Life expectancy meanwhile has risen to nearly 75 while the share of the population over 60 has ticked over ten per cent.
By the middle of the century, the over-60 cohort will make up 25 per cent and the population will begin to shrink, according to government projections.
What worries economists is that this shift is happening at an earlier stage of development than in other rapidly ageing countries.
Vietnam is among the fastest-growing economies in Asia, but it is still relatively poor.
GDP per capita is around US$5,000 — half of Japan’s when its birth rate matched Vietnam’s in the early 1980s, and that is without adjusting for inflation.
That means Vietnam will have “less time to adapt to an aged society than many advanced economies had”, the World Bank warned in a 2021 report.
The country has a “narrow window” for reform before facing “major slowdowns in growth”, it said.
‘No way’
Vietnam’s communist leaders have framed the new population law as one answer to that challenge, touting it as a first in the region.
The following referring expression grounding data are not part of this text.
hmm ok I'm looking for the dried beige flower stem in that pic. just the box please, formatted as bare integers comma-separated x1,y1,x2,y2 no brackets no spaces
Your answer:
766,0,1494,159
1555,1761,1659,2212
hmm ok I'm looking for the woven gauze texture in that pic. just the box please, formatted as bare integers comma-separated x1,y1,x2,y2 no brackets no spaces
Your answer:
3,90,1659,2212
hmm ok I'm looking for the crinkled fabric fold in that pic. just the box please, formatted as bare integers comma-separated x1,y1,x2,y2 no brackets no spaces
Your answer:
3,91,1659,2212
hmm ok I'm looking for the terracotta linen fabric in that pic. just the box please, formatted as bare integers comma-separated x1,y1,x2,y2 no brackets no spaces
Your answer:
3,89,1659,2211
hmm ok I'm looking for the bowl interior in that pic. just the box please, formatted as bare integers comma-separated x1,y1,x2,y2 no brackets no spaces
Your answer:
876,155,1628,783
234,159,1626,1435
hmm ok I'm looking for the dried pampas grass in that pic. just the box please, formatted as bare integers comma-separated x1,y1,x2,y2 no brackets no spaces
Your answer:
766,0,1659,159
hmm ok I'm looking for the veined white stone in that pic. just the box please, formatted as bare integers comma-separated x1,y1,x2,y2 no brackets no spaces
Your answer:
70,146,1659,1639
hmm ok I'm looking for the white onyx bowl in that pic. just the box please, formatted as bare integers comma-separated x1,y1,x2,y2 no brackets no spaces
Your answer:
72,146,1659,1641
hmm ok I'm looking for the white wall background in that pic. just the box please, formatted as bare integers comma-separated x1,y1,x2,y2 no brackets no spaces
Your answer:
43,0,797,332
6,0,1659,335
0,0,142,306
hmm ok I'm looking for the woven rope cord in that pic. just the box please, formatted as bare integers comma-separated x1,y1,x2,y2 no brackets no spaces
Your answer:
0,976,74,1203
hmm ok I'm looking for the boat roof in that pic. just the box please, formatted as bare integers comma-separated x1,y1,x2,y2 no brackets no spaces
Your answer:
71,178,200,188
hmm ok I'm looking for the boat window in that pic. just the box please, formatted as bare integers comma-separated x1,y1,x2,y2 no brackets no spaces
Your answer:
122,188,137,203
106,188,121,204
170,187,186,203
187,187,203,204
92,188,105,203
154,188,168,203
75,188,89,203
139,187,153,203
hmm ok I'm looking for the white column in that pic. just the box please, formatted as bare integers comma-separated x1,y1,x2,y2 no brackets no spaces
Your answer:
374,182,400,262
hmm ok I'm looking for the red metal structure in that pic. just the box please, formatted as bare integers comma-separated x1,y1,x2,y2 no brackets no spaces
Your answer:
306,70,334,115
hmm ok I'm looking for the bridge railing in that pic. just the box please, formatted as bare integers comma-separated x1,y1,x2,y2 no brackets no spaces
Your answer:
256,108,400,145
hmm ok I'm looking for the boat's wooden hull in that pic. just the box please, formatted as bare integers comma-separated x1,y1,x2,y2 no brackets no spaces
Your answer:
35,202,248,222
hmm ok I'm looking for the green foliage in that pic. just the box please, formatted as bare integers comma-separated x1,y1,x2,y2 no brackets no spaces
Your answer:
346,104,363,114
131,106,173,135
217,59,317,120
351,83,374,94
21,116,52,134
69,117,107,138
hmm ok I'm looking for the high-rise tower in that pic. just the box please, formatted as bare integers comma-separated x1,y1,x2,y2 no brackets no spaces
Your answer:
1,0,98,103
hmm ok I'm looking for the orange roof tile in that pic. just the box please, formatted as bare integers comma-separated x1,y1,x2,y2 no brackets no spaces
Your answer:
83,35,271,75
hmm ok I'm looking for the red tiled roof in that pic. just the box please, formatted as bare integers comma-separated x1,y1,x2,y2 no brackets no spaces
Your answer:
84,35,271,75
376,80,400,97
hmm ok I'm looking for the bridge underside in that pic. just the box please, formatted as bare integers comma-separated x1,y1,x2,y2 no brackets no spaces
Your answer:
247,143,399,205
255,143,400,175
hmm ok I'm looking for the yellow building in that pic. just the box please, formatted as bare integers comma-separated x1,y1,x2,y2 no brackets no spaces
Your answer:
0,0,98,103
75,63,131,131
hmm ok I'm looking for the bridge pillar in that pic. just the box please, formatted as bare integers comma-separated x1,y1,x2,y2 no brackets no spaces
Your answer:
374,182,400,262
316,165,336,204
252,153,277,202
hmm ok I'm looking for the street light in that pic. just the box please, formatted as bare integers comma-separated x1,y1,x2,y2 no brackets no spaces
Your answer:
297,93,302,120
UNFPA’s Lan welcomed the legislation, saying it “addresses the current demographic shift” and empowers couples to make their own reproductive decisions.
However, she acknowledged the limitations of one-off benefits like cash bonuses, saying that continuous support through child-rearing is often necessary to change parents’ minds.
Without more “comprehensive support”, high housing and childcare costs will continue to “hinder people from fulfilling their desire to have children”, she said.
That tracks with one recent government survey, in which 73 per cent of married respondents said their wages influenced their decision to have children.
Tran Minh Anh, 24, who earns about US$380 per month as a cashier in Hanoi, felt similarly.
“I will not have any kids at all,” she said, adding it was “too much pressure, financially and mentally”.